Akıl idaresini, soğukkanlılıkla güzel kullanan kişiler birçok tehlikeler karşısında, kendilerini iyi kontrol ederler ve olayın neticesinden en azami zararla kurtulup sıyrılmasını aklen bilenlerdir. Herkesin yaşadığı veya bildiği anımsayan hatıralarında korkuyu atlattığı ve atlatamadığı türlü, türlü örnek dolu anekdotları mutlaka bulunur. Bizler milletçe, korkarsak eğer, bir ALLÂH'tan ve bir de, gözümüzün görmediği tehlikeden korkarız.
-“ALLÂH, bur da ve ötede üstesinden gelemeyeceğimiz korkuları “bizler de deneyip” yaşatmasın.”

-Risk almak:
Hayatta kazanmak amacı ile elde edebileceğimiz unsurlar için, ”bu bir mali veya manevi” kazanımlar olabilir; çünkü hiç fark etmez. Yüzleşeceğimiz tüm olumsuzlukları göz önün de bulundurmalıyız. Hayal ettiğimiz beklentiler boşa çıka bilir; amma hesap edip nihayeti umduğumuz gibide olabilir! Moralden hezeyana uğramamak için, her türlü sonuçlara kendimizi hazırlamalıyız.

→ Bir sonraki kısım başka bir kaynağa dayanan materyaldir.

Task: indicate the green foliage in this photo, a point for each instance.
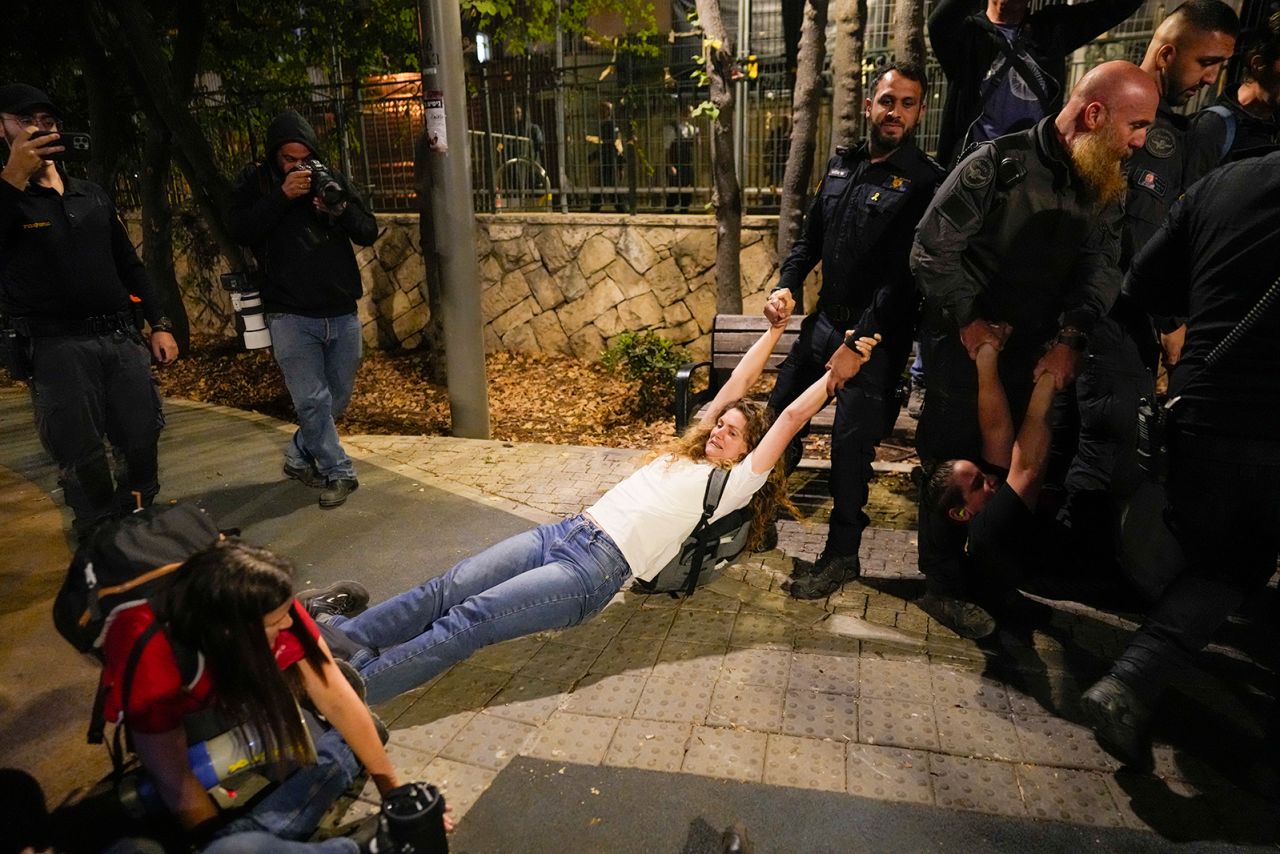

Ulaşacağımız hedefe, az çok cesaret göstermeden risk alınmaz! Riske girmenin de belirli şartları vardır; alt yapısı Akıl, cesaret, maddi ve manevi bireysel ve toplumsal dayanışma imkânlarıyla olur. Yoksa “dereyi görmeden paçayı sıvamaya benzer; çünkü kuru kuruya yavan akıl ile girişimde bulunmak çılgınlıktır. Öyle ki, sonucu kendisine ve çevresine telafisi zor olan imkânsız neticelere kadar götürür! Bunun önemini bizler, bireysel ve toplumsal olarak geçmişimizdeki canlı yaşanan olaylar sevinç ve acı anılarla doludur.
Kâinatımızı idareyle kollayıp gözen sahibinin buyurduğu gibi: “Kendi ellerinizle kendinizi tehlikeye atmayın!” (Bakara-195.)
-“Başarı elde etmenin yarısı tedbir ile risk almaktır; bunun tecrübesini İnsanlık âlemi zarar ve kârını birebir yaşayarak görüp ders almıştır. Yabancıların söylediği cesaretimizle ilgili bizim milletimiz için, korku adına bir deyimi var; bilenler hatırlar: "Türk gibi cesaretli" sözlerini tarihle birlikte şahit olarak teyit etmişlerdir.

-Ümit:
Yüce yaratıcı, yarattığı her canlıyı hayata tutunması için, “kendi fıtratına göre” yaşama sevinciyle birlikte amaç edinmeyi öğretmiştir. Ümidin de gaye olmayan birileri, yarısı ölü gibi negatif bir hayat yaşar. Bu da, hem kendisine olumsuz onca zararla, hem çevresin de sorumsuz bazı sıkıntılı yükler getirir! Hayatta kaldığımız sürece, “her birimiz” yaşamı kendimize ve topluma kolaylaştırmanın yollarını durmadan, bıkmadan çözümünü bulup, kimselerin huzurunu bozmadan kalan ömrümüzü her yönü ile sağlıklı, huzurlu, sorunsuz, güzel umutlarla geçinmenin ideali içinde olmalıyız. Bu koca dünya hepimizin kimse, kimsenin ümitlerini boşa çıkarması, hem kendine ve hem ötekine uzun süreli bir vade de yarar sağlamaz! Hani menşur bir Atasözümüz var ya? “Alma kimsenin ahını, çıkar aheste, aheste!” Onun için, güzelim dünyamızı zehir etmeyelim; bırakalım herkes kendi dünyasın da, hayalindeki ümitlerle birlikte “sonuncuna katlanarak” doya, doya tadarak yaşasın; ümitler olmasa idi, her bir varlığın yaşama azim, çabası olmazdı! Hayat hayal kurdukça renklenir, görüp yaşandıkça, acı, tatlı apayrı heyecana dönüşür! Çünkü heyecan verip almayan kişiler, kendini mutsuz ettiği gibi, başkalarını da mutsuz eder. ALLÂH göstermesin onlarla birlikte, haydi yaşa, yaşaya bilirsen?!.. Ne yazık ki, böyle duruma hiç kimse zaman gelir dönerde, ümitsizce çaresiz, mutsuz duruma düşmeyecek diye, kimsenin hiçbir an garantisi yoktur! Çünkü fani âlemde kimisi Fakir, Zengin, Cahil, Âlim, Yönetici, İşçi, Dertli, dertsiz, vb. dünyalık makam ve mevki özel şahsiyetler sanmayın; kimseye hayatta ebedi kalıcı değildir!..
-"Milletçe ümitle yaşamak, inancımız olan kültürümüzün içinde; şartlar ne olursa olsun, ümitsizliğin bizlerde yeri yoktur."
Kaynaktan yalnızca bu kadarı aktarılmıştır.